Writing a tool handler for the Experiment Engine

A "tool" is a capability like L2 Quantization or L5 Batching — a

self-contained optimization that can run as an experiment over a given

(model, hardware, inference engine) triple. Each tool registers

exactly one ToolHandler at import time; the experiment engine takes

care of queueing, quota enforcement, Celery dispatch, lifecycle state

transitions, cancellation, SSE event fan-out, and Prometheus metrics.

What the engine gives you

Per-org quota: monthly GPU-hour budget + concurrent-experiment cap,

enforced at create time (402 over-budget, 429 over-concurrency).

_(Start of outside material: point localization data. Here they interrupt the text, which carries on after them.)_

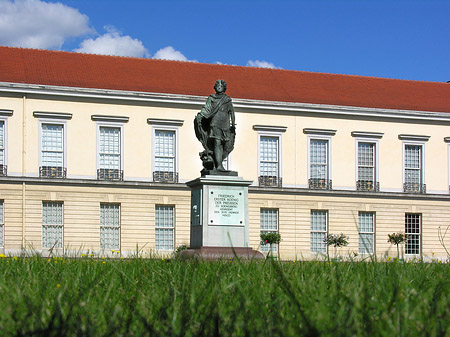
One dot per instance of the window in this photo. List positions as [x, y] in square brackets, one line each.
[110, 161]
[367, 170]
[165, 156]
[413, 179]
[52, 151]
[164, 227]
[269, 223]
[3, 169]
[2, 224]
[110, 226]
[319, 221]
[269, 161]
[412, 230]
[366, 228]
[52, 224]
[319, 164]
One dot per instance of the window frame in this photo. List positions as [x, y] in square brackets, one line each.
[53, 121]
[117, 125]
[172, 228]
[62, 224]
[362, 249]
[120, 226]
[155, 128]
[420, 215]
[406, 143]
[274, 247]
[315, 231]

RLS isolation: rows are auto-scoped to the caller's org. Workers

bypass via SET LOCAL app.rls_bypass='true'.

State machine: `pending → queued → running → {completed, failed,

cancelled, timed_out}`. The runner is the only thing allowed to

transition to a terminal state.

Event stream: every ctx.emit(...) writes to the

experiment_events table and publishes on a Redis channel. An SSE

client connecting mid-run replays history then tails live events.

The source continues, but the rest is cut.